As longitudinal studies are very expensive and time consuming, we can address relevant research questions (i)–(vi) in a timely fashion, via re-examination, online data sharing, and follow up from already collected neuroscientific datasets on cannabis using cohorts with varying levels of problems with use. Problem vs. recreational users may be segregated (to enable their comparison) using information available from each study's instruments, on key addiction phenotypes (e.g., craving, withdrawal, difficulties in controlling use, persistent use despite harmful consequences on mental health, and socio-occupational functioning, higher priority given to drug use than to other activities and obligations; APA., 2013; WHO, 2016). A notable example of this includes the internationally coordinated initiative ENIGMA Addiction Working Group (Mackey et al., 2016).
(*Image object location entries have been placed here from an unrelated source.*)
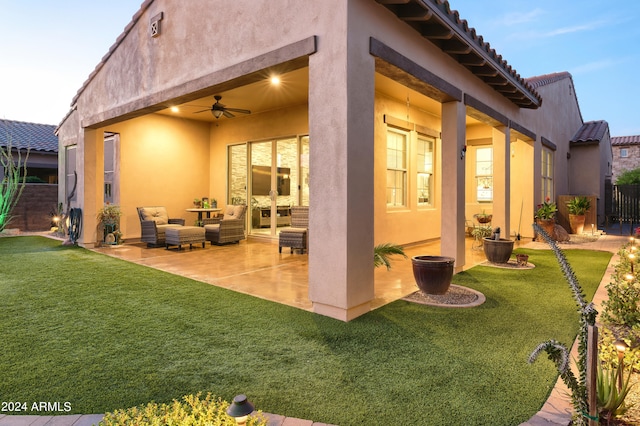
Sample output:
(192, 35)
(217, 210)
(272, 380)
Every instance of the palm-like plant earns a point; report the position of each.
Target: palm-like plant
(382, 254)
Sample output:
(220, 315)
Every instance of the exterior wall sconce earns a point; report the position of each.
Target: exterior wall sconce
(154, 25)
(240, 409)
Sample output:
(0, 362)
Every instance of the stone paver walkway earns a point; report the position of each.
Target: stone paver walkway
(558, 409)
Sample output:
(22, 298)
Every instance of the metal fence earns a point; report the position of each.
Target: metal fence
(622, 203)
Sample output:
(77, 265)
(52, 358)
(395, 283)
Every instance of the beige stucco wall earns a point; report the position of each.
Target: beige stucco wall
(412, 223)
(164, 161)
(557, 120)
(583, 179)
(621, 164)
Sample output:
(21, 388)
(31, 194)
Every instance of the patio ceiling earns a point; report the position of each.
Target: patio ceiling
(293, 90)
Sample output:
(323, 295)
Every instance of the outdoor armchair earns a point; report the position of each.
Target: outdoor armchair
(226, 229)
(154, 222)
(297, 236)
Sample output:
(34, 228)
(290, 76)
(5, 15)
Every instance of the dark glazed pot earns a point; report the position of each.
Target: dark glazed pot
(498, 251)
(433, 273)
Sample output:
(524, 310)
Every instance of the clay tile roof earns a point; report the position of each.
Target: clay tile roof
(437, 22)
(22, 135)
(591, 132)
(543, 80)
(625, 140)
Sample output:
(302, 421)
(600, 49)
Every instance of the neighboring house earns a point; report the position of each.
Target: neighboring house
(394, 121)
(626, 154)
(40, 195)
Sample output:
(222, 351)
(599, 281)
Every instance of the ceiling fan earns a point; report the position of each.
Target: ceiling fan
(218, 109)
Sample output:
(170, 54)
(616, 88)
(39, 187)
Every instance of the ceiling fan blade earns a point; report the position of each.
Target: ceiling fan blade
(243, 111)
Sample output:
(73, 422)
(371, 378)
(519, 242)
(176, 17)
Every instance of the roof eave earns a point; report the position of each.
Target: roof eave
(436, 22)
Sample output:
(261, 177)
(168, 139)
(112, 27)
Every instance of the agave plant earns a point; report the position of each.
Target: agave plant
(610, 396)
(382, 254)
(557, 352)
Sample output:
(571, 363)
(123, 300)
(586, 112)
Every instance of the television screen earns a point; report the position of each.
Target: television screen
(261, 180)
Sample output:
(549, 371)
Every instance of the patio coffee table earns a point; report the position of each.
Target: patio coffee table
(184, 235)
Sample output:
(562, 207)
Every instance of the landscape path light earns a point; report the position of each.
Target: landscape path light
(240, 409)
(621, 347)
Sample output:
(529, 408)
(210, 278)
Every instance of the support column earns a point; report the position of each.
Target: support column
(453, 177)
(502, 180)
(341, 102)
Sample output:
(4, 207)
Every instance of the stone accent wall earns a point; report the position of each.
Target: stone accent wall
(621, 164)
(33, 211)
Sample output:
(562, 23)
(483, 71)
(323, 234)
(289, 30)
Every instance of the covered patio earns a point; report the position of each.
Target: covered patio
(255, 267)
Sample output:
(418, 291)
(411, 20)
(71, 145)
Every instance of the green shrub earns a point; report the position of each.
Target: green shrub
(194, 411)
(622, 307)
(607, 352)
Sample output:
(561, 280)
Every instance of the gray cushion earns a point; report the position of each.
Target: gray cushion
(158, 214)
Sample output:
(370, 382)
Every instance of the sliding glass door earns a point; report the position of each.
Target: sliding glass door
(275, 176)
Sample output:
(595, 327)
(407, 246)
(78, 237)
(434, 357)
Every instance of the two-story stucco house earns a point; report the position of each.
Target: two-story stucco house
(393, 120)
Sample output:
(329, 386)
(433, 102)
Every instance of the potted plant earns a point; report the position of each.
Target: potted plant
(545, 216)
(497, 250)
(109, 214)
(382, 254)
(433, 274)
(483, 217)
(577, 208)
(481, 232)
(109, 218)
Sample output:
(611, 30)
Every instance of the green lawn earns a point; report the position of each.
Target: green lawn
(102, 334)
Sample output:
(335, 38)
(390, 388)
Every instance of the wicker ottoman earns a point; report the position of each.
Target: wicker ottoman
(184, 235)
(296, 238)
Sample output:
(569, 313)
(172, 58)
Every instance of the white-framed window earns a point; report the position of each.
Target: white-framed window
(396, 168)
(424, 154)
(484, 173)
(547, 175)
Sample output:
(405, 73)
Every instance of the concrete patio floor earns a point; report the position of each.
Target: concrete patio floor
(255, 267)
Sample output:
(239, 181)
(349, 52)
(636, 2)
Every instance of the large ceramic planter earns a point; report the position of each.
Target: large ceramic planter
(498, 251)
(549, 226)
(433, 273)
(576, 221)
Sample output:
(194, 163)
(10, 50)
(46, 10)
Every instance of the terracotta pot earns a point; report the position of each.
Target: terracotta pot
(576, 221)
(522, 259)
(433, 273)
(498, 251)
(549, 226)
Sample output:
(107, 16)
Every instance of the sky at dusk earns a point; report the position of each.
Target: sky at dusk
(49, 48)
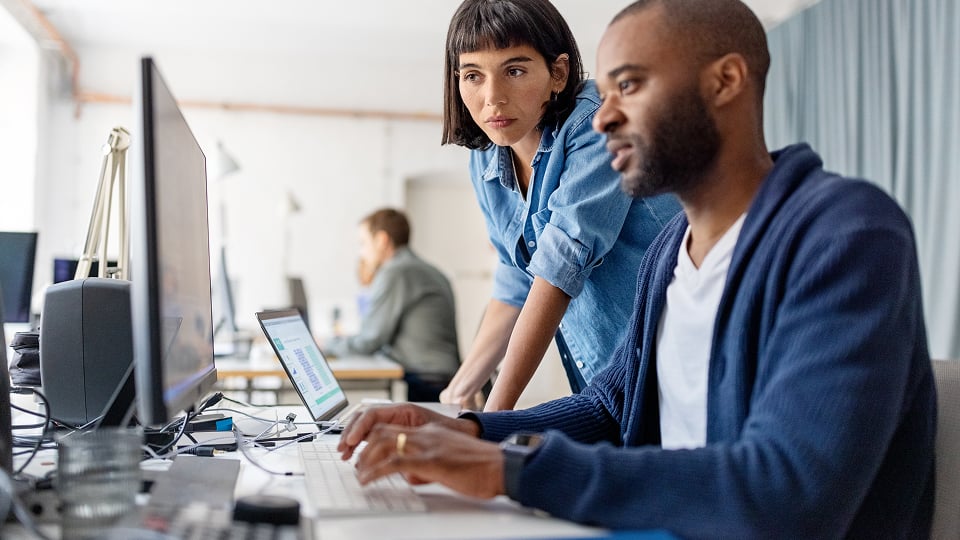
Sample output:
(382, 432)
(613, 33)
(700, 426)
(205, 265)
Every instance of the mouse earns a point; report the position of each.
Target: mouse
(273, 509)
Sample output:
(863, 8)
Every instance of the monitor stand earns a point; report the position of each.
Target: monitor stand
(121, 407)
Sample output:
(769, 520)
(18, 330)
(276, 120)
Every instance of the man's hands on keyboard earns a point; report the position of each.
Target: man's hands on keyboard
(404, 414)
(433, 453)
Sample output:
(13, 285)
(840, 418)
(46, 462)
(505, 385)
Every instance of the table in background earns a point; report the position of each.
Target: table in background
(352, 372)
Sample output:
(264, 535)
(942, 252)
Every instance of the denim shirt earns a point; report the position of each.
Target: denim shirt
(576, 228)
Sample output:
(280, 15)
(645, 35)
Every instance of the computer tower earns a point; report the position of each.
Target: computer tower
(86, 345)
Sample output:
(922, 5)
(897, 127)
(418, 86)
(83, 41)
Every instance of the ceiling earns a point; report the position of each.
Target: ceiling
(362, 39)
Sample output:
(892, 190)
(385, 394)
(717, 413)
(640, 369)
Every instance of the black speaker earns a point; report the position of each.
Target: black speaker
(86, 345)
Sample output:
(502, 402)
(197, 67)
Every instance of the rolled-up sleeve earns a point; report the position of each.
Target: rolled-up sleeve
(511, 284)
(584, 215)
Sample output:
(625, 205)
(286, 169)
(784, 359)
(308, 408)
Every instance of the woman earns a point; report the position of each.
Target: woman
(569, 241)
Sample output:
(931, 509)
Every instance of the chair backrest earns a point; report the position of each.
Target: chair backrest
(946, 513)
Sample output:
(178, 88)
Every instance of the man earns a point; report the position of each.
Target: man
(776, 382)
(410, 314)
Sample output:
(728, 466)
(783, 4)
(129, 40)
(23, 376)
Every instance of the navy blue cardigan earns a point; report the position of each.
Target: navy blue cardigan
(821, 408)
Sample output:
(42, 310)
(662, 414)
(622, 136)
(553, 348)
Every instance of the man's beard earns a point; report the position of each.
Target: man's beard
(685, 143)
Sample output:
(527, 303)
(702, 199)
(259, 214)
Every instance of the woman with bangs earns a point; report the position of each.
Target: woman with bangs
(569, 241)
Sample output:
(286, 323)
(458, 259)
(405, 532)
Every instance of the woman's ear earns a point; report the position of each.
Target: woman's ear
(560, 71)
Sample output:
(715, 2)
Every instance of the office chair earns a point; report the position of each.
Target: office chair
(946, 510)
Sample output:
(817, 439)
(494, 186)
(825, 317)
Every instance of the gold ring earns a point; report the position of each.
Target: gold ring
(401, 442)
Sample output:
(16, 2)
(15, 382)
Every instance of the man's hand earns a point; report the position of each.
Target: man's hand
(433, 453)
(360, 426)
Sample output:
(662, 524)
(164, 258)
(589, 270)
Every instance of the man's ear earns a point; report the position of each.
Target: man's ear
(560, 72)
(726, 79)
(382, 240)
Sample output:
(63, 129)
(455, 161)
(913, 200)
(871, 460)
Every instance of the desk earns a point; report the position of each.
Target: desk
(449, 515)
(377, 372)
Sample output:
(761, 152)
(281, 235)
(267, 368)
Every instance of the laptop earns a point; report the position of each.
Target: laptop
(305, 365)
(332, 485)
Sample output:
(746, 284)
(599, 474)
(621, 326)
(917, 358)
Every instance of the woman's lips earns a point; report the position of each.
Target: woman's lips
(499, 122)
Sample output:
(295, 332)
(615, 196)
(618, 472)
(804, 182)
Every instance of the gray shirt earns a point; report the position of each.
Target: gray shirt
(411, 318)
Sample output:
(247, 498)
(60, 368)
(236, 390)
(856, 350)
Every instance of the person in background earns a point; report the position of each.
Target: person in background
(365, 275)
(568, 240)
(775, 381)
(411, 314)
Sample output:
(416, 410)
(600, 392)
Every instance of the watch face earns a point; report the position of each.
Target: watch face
(529, 440)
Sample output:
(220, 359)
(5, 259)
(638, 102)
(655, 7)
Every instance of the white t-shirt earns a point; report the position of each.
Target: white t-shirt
(684, 336)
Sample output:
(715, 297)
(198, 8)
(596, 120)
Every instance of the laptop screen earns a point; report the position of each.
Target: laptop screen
(304, 363)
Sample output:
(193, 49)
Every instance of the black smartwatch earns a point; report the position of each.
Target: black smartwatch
(517, 450)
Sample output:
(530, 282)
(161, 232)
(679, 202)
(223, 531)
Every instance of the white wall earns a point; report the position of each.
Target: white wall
(338, 169)
(18, 134)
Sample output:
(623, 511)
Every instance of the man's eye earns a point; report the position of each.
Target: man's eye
(627, 86)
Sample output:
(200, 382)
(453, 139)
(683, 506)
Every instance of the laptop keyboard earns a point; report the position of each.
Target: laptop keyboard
(333, 488)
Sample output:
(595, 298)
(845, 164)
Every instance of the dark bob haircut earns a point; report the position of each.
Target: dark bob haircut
(483, 24)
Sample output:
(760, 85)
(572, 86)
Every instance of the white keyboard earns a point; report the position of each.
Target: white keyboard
(333, 488)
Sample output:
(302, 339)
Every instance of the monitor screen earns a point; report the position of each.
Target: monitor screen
(170, 258)
(17, 252)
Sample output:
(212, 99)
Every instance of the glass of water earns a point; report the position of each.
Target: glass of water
(98, 477)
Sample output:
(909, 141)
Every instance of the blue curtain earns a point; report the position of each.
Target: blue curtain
(874, 87)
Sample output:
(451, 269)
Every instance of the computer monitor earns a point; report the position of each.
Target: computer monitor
(6, 430)
(171, 312)
(17, 253)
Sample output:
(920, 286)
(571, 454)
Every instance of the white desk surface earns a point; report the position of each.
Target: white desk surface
(449, 515)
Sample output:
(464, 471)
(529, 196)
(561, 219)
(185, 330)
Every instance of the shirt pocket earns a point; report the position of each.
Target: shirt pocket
(540, 220)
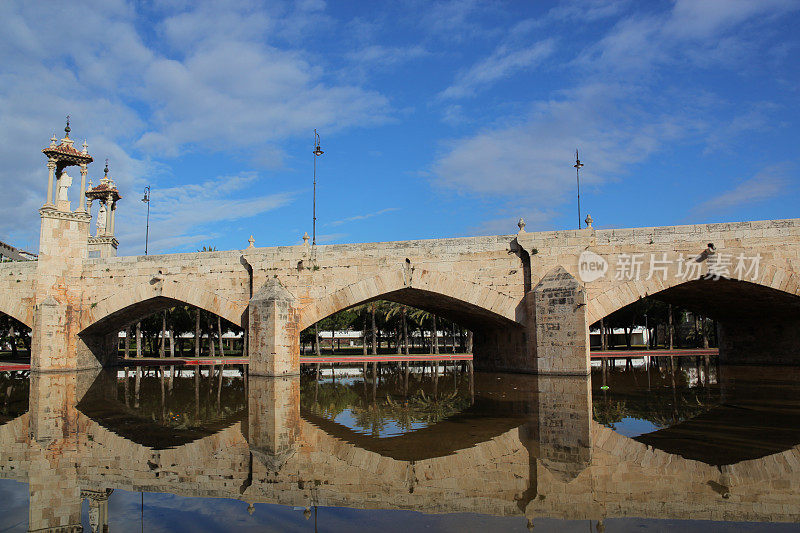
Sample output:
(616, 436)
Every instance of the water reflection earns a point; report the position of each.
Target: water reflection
(722, 448)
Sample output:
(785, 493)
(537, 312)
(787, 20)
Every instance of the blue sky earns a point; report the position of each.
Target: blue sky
(437, 119)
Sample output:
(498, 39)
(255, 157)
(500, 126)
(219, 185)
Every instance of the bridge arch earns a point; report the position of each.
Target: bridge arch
(132, 303)
(470, 304)
(758, 318)
(18, 308)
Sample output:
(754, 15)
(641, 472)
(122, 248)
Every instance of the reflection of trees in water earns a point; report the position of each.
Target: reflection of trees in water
(420, 407)
(184, 402)
(661, 404)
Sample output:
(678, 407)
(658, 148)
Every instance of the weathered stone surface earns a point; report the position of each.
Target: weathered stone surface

Finally, we propose the development of an agreed-upon instrument to objectively assess key features of cannabis addiction vs. non-problem use in neuroscientific settings, as most measures of cannabis related problems are borrowed from those used for other substances, the features of which may not fit those relevant to cannabis dependence (Lorenzetti et al., 2016). To this end, a Delphi review (Dalkey and Helmer, 1963) with world-class experts in the clinical/neuroscientific aspects of cannabis and substance dependence may be conducted and may identify additional hot topics in CUDs.

In conclusion, we call for a greater, systematic and coordinated research effort internationally, to identify pathways in and out of CUDs and fill the existing gap between the limited knowledge on CUDs and the increasing availability of cannabis products.

Author contributions

VL and JC formulated the key concepts and led the writing of the commentary; NS, HG, CS, and MY contributed to the concepts and writing of the commentary. AV contributed to the key concepts and to the writing of the commentary.

Funding

NS is supported by the Australian Research Council Future Fellowship FT110100752. MY is supported by the National Health and Medical Research Council of Australia, Senior Research Fellowship.

Conflict of interest statement

The authors declare that the research was conducted in the absence of any commercial or financial relationships that could be construed as a potential conflict of interest.